« Reconstituer les sentiments et non les événements. » Telle est l’intention de Svetlana Alexievitch – prix Nobel de littérature 2015 – qui, en ajustant sa focale sur les survivants de Tchernobyl, donne la parole aux suppliciés qui ont vu mais n’ont jamais été entendus. Par le biais des témoignages récoltés, l’autrice et journaliste biélorusse reconstitue les décors lunaires et l’atmosphère crépusculaire d’après la catastrophe sanitaire du 26 avril 1986. Si le déroulé de l’explosion est connu, que sait-on des sentiments de ceux qui l’ont vécue ? Des liquidateurs envoyés pelle à la main, sans protection face aux radiations, enfouir les objets contaminés, après avoir signé un accord de non-divulgation de la teneur de leur mission auprès des populations, pas un mot.
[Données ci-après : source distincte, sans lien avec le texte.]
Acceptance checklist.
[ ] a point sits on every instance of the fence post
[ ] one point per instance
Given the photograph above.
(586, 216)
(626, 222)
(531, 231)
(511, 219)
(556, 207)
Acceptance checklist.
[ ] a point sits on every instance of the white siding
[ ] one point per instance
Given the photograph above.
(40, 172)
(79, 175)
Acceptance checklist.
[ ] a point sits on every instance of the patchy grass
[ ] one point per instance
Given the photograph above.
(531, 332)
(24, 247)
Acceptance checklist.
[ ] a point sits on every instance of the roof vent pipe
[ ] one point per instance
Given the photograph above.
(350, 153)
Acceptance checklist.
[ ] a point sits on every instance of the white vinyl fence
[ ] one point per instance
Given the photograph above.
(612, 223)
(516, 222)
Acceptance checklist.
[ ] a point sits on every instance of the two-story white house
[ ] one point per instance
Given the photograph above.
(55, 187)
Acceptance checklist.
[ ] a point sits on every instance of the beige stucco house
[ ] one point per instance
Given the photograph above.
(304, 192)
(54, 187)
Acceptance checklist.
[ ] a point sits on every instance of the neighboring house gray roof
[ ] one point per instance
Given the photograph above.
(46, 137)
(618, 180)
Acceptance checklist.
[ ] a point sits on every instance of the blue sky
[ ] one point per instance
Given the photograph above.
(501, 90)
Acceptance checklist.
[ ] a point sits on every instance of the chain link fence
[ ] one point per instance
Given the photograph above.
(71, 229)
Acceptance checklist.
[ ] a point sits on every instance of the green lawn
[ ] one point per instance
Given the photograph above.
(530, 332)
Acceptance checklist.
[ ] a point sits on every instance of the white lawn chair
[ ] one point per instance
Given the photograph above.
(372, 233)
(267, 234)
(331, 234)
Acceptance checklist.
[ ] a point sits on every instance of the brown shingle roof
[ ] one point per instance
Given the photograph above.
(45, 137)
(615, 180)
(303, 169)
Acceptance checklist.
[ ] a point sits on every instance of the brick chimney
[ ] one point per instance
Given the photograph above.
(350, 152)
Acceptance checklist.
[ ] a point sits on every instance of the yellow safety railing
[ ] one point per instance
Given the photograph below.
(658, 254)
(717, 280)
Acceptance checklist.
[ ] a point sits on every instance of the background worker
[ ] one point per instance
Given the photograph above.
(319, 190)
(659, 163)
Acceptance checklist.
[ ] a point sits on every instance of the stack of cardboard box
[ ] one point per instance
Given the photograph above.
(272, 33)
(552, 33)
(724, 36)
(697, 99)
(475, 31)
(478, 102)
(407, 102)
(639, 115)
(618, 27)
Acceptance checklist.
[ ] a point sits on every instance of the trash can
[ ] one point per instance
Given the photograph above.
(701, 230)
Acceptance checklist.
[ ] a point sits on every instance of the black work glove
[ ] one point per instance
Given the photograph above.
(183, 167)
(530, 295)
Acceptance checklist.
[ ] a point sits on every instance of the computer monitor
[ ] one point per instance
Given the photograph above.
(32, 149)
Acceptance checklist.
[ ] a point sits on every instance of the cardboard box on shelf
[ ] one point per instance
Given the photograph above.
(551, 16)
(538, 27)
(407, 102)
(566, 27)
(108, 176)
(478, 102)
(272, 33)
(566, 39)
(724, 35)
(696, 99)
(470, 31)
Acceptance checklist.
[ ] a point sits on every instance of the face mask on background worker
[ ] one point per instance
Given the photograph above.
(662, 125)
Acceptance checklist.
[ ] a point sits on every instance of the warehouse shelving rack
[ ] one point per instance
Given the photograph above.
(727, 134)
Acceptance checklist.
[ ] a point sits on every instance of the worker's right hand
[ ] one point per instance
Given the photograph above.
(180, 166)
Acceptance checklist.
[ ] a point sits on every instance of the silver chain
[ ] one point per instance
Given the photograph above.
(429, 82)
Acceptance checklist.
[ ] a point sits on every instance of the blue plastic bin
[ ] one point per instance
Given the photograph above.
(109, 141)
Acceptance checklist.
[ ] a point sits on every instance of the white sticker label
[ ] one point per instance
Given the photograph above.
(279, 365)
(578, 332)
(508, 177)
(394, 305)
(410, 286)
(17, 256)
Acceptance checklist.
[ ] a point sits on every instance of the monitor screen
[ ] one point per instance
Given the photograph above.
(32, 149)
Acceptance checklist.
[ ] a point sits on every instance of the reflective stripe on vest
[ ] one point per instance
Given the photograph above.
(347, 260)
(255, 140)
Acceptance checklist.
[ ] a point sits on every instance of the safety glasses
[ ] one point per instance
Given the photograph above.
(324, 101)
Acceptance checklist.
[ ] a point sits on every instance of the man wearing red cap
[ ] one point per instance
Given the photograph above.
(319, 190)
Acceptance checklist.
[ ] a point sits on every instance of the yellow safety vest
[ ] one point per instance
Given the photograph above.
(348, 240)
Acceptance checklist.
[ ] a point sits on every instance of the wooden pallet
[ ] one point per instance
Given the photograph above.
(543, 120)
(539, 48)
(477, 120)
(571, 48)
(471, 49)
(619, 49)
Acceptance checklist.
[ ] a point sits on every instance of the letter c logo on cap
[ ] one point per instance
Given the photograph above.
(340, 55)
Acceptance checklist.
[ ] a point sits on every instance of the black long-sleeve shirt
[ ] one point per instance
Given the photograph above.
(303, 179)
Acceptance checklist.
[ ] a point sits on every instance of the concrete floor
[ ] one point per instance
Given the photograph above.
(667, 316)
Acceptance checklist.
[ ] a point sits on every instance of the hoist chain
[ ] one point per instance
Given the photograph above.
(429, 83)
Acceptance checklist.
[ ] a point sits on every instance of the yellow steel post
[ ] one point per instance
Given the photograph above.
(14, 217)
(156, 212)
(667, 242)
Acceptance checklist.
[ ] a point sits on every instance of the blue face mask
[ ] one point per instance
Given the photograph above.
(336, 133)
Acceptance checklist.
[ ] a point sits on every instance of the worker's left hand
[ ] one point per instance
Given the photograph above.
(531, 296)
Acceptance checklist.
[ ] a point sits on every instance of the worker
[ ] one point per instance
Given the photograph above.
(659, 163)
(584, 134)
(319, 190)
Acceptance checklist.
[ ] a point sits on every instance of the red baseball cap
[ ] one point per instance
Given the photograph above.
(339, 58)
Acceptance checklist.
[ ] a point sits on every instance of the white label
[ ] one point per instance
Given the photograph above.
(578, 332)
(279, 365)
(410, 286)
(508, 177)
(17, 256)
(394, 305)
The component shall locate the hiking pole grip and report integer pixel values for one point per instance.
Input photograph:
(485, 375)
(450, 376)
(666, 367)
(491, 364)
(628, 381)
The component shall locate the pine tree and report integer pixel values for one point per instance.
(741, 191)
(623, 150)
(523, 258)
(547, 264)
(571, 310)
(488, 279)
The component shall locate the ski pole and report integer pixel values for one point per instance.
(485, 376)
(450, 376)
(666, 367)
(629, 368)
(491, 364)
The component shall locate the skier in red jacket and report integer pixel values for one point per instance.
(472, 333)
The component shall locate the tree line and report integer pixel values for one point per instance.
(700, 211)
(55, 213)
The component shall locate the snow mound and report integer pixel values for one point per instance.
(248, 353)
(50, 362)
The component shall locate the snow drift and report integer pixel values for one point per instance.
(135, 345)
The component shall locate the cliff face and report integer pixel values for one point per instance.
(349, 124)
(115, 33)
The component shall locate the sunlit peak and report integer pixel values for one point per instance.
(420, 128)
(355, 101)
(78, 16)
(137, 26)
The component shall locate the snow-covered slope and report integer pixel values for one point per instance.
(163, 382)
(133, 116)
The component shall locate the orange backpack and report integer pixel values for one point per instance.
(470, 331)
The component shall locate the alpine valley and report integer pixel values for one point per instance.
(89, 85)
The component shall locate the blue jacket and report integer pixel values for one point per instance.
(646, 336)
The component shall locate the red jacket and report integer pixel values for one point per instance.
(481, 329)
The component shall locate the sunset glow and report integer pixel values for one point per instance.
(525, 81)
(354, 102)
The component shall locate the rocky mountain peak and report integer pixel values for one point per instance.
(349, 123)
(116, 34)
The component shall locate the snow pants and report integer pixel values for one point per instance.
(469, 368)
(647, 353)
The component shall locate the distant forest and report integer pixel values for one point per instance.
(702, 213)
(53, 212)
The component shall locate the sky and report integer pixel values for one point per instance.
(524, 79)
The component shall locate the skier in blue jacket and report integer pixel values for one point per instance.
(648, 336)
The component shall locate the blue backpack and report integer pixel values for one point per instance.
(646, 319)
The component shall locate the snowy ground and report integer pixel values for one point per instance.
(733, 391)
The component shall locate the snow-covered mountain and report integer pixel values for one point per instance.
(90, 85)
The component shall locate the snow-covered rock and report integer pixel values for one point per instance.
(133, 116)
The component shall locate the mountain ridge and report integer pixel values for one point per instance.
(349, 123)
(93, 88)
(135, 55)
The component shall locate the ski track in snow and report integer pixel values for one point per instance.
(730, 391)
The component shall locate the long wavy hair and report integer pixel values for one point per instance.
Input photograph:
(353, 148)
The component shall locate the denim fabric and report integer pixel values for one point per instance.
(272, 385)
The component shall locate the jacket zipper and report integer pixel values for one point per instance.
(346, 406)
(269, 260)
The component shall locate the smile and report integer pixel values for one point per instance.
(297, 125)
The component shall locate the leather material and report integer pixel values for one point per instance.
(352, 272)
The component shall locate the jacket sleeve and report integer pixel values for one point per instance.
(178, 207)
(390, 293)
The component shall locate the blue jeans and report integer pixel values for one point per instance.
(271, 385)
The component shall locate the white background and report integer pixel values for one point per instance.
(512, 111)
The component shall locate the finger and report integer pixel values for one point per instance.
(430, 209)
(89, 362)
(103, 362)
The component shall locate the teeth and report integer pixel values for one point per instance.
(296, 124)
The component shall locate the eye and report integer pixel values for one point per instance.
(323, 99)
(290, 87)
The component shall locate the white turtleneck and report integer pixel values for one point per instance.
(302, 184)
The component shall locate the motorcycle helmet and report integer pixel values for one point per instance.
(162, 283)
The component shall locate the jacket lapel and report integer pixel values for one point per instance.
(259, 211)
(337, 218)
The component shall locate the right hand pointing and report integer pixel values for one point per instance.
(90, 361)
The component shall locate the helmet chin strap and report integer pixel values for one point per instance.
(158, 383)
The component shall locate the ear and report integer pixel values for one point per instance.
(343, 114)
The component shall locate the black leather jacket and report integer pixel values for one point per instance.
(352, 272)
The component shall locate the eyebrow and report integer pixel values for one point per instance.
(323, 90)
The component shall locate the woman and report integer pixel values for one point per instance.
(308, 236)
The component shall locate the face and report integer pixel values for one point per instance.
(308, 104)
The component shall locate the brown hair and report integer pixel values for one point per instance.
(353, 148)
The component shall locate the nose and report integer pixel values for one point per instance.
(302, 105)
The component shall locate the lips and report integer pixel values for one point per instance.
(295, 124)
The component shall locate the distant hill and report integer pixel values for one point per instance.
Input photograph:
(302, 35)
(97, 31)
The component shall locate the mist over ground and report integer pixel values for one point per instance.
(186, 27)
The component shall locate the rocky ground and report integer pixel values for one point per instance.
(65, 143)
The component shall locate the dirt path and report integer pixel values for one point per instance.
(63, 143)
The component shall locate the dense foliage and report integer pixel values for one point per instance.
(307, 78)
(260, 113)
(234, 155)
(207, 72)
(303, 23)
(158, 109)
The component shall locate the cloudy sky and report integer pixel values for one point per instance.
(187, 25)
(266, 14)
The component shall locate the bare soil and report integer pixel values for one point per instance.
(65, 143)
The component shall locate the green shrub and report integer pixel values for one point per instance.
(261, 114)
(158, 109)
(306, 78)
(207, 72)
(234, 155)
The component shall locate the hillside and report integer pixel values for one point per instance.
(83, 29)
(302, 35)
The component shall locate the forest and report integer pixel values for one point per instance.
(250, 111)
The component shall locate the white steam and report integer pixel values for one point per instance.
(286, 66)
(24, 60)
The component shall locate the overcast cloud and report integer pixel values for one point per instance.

Rien. Silence absolu. Des mineurs chargés de creuser une galerie sous le réacteur, non plus. D’autant plus aisé, que la plupart n’y ont pas survécu. Pour la première fois, la postérité dispose d’une version humaine de l’Histoire non falsifiée, dépouillée de l’attrait morbide qu’elle continue d’exercer. Uniquement les faits : des instruments de mesure trafiqués, une omerta imposée par l’État, une propagande savamment orchestrée, des enfants « lucioles » et des bébés mort-nés, une échelle des valeurs humaines revisitée : la rémunération s’estimant dorénavant à l’aune de la distance entre le lieu de travail et le cœur du réacteur en fusion, la mort par décomposition des premiers pompiers mobilisés, l’ostracisation des personnes contaminées… La sidération domine, l’incompréhension également, l’impossible conscientisation d’une guerre atomique qui échappe à notre mode de perception. L’effondrement du système idéologique soviétique est le corollaire d’un énorme mensonge politique. La foi en l’idéal communiste, qui place l’homme au cœur de son système de pensée mais est capable de le sacrifier sur l’autel de ses intérêts, disparaît. Si « un événement raconté par une seule personne est son destin », mais « raconté par plusieurs, devient l’Histoire », en redonnant voix aux oubliés La Supplication démystifie un échec politique que les autorités ont tenté d’enterrer. Édifiant et sidérant.
Mon évaluation : 4/5
Date de parution : 1997. Poche chez J’ai Lu, traduit du russe par Galia Ackerman, Pierre Lorrain, 256 pages.